A Juneteenth l’chaim for African-American labor organizer Frank Crosswaith
The Forward is one of 57 libraries, museums and city agencies, contributing to a new app called Urban Archive, helping make historical materials engaging and accessible. For Juneteenth, which celebrates the end of slavery in the United States, we highlighted Frank Crosswaith, the founder of the Negro Labor Committee, whose public speaking and political engagement was a regular topic in our pages. Crosswaith’s story is below; for more, check out our Urban Archive collection.
Frank Crosswaith (July 16, 1892 – 1965), one of New York City’s finest Socialist leaders, labor organizers and founder of the Negro Labor Committee, was frequently orating around town. On your average Sunday in January 1939, while The Forward rehearsed its upcoming pageant and ball, Frank Crosswaith debated an attorney named Mann, at St Luke’s Hall on West 130th Street in Harlem on the hot topic of Socialism vs. Capitalism.
While still working as an elevator operator, Crosswaith was awarded a scholarship by the Forward to attend the local East 15th Street Rand School for Social Science, where he also later taught. Only six years after graduating, in 1918, Crosswaith was listed on Eugene Debs’ 1924 gubernatorial slate as the candidate for Secretary of State, and was dubbed ‘the Negro Eugene V. Debs’ after that (other) socialist leader, namesake of The Forward’s own radio station WEVD.
In 1925, Crosswaith went on to become a founder of the Trade Union Committee for Organizing Negro Workers, where he successfully campaigned for several unions to accept black members and organized the racially diverse women into a laundry workers union and equally lent his labors to organizing the Black porters and maids of the Pullman train cars.
Crosswaith can be seen here (far right), in this photo along with The Forward’s founding editor, Ab Cahan (center, looking to his right), marching in the 1934 May Day anti-Fascism demonstration along with former vice-Mayor of Vienna, Austria Dr. Max Winter and over 100,000 other participants. In the same year, Crosswaith founded the Harlem Labor Committee with the mission of organizing black and white workers seeking higher wages, better working conditions and improved benefits.
As an organizer, Crosswaith advocated not only to secure safe and fair working conditions for Black workers, but also for the inclusion of Black people and their concerns within a labor movement still struggling to acknowledge the needs of Black laborers who were not always welcome in the unions.
Crosswaith frequently appeared in The Forward, especially when running for election.
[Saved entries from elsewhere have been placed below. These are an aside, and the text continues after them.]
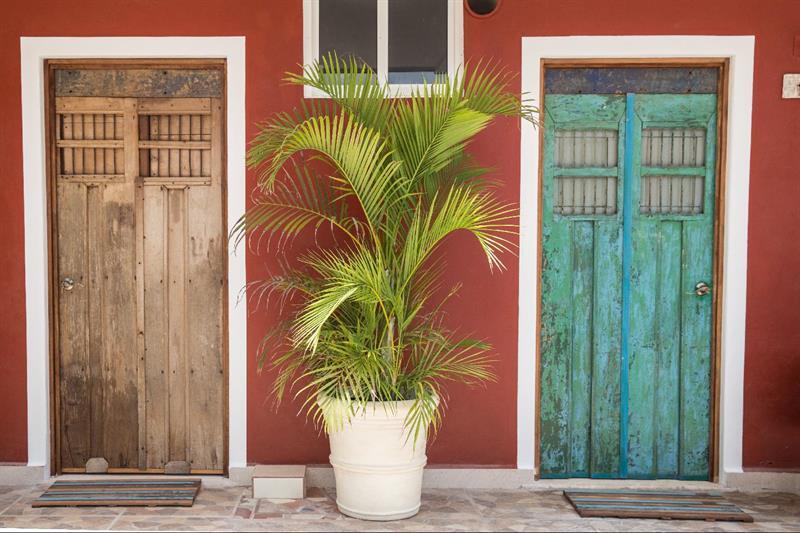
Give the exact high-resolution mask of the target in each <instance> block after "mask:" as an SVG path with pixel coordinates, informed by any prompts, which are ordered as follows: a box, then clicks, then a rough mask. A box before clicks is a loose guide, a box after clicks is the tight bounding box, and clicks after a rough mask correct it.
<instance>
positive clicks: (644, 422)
mask: <svg viewBox="0 0 800 533" xmlns="http://www.w3.org/2000/svg"><path fill="white" fill-rule="evenodd" d="M633 133H634V139H633V143H631V146H632V150H633V154H632V161H633V165H634V168H635V170H634V172H632V174H631V175H630V176H631V178H632V183H631V184H630V185H631V195H632V198H631V200H632V201H631V204H630V205H631V210H632V213H631V218H632V252H633V253H632V261H631V272H630V287H631V291H630V294H631V297H630V312H629V313H630V317H631V319H630V335H629V338H628V346H629V352H628V392H629V395H628V402H627V404H628V405H627V410H628V439H629V440H628V443H627V450H628V458H627V469H628V475H629V477H632V478H650V477H654V475H655V428H654V423H655V420H654V418H655V413H656V405H655V387H656V383H655V381H654V380H653V376H654V375H655V372H656V323H657V321H658V318H657V316H656V311H657V310H656V287H657V283H656V280H657V277H658V273H657V265H658V248H657V244H658V239H659V235H658V223H657V221H656V219H653V218H648V217H643V216H640V214H639V210H638V209H637V208H636V207H634V206H637V205H638V203H639V198H640V197H641V190H640V185H641V180H640V172H639V170H638V168H636V167H638V165H637V162H638V160H639V158H638V154H639V153H640V150H641V148H640V146H641V137H640V135H641V122H639V121H638V120H636V122H635V125H634V128H633ZM663 140H664V138H663V137H662V141H663ZM667 144H668V143H662V157H664V156H663V154H664V150H666V148H664V147H665V146H667ZM626 177H628V175H626ZM660 189H661V187H660V185H659V184H658V183H656V184H655V186H653V185H651V198H652V201H653V202H654V203H655V205H658V202H659V194H660ZM626 207H627V206H626ZM623 276H624V273H623ZM623 364H624V363H623Z"/></svg>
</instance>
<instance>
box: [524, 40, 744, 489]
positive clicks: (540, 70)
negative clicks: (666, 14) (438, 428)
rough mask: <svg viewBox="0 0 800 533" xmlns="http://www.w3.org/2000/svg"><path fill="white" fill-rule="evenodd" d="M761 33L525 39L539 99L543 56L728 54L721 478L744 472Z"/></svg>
mask: <svg viewBox="0 0 800 533" xmlns="http://www.w3.org/2000/svg"><path fill="white" fill-rule="evenodd" d="M754 48H755V37H753V36H752V35H745V36H698V35H660V36H575V37H523V38H522V65H521V72H522V93H523V95H525V94H527V95H528V96H533V97H535V98H538V97H539V94H540V89H541V86H542V83H543V80H542V79H541V62H542V60H543V59H591V58H604V59H616V58H620V59H628V58H631V59H634V58H707V57H710V58H728V59H729V60H730V65H729V91H728V97H729V101H728V110H727V111H728V124H727V131H726V136H727V145H728V148H727V152H726V161H725V168H726V190H725V199H724V202H725V213H724V220H723V221H722V222H723V224H724V225H725V232H724V243H723V247H722V250H723V256H722V272H723V277H724V279H725V284H724V286H723V294H722V306H721V318H720V320H721V326H722V328H721V329H722V338H721V342H720V344H719V345H720V346H721V349H722V353H721V354H720V358H719V360H720V361H721V368H720V370H719V374H718V375H719V379H720V397H719V412H720V417H719V424H720V426H719V428H717V430H718V432H719V436H720V439H719V454H718V455H717V460H718V471H719V475H720V481H721V482H723V483H724V482H725V476H726V475H727V474H737V473H741V472H742V428H743V393H744V334H745V309H746V298H747V218H748V196H749V190H750V127H751V116H752V108H753V53H754ZM521 130H522V131H521V144H520V170H521V172H520V254H519V263H520V264H519V338H518V349H519V352H518V367H517V373H518V374H517V378H518V383H517V384H518V391H517V468H519V469H528V470H529V469H533V468H534V461H535V457H534V453H535V452H534V451H535V449H536V435H535V429H536V428H535V423H536V422H535V418H536V416H535V404H536V395H537V391H536V385H537V383H536V368H537V362H536V354H537V342H538V339H537V338H536V320H537V316H538V308H537V307H538V303H539V299H540V295H539V293H538V284H537V278H538V272H539V264H538V242H539V213H538V209H539V176H540V168H539V165H540V159H539V132H538V131H537V130H536V129H535V128H534V127H533V126H532V125H531V124H529V123H528V122H526V121H524V120H523V121H521Z"/></svg>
Here are just a few of his public appearances captured in the Yiddish Forverts:
As we celebrate the 155th anniversary of Juneteenth, remnants of the labor rights for Black workers which Frank Crosswaith dedicated his life to can be seen in the increased recognition of the holiday across the country as a day of paid leave, with the Chicago Tribune reporting that Nike, the NFL, Twitter and the New York Times have all designated the day as a paid holiday.
Prescient in running for public office while Black, Crosswaith also intuited the question still haunting the progressive movement today. Here, from a letter to the editor he wrote to W.E.B. DuBois in 1923 is the issue: Is it, or is it not, to the best interest of the race to espouse the cause of socialism and the social revolution; or, will the best interest of the race be served by further aligning ourselves with the Republican and Democratic parties?
This Juneteenth we invite you to pause and remember. And then raise a glass of your favorite strawberry soda, the red symbolizing African American ingenuity and resilience, qualities representing Frank Crosswaith, and wish him a belated L’khayem! Afroamerikaner lebens zenen vikhtik. Read all about it in one of Frank Crosswaith’s favorite papers of record: The Forward.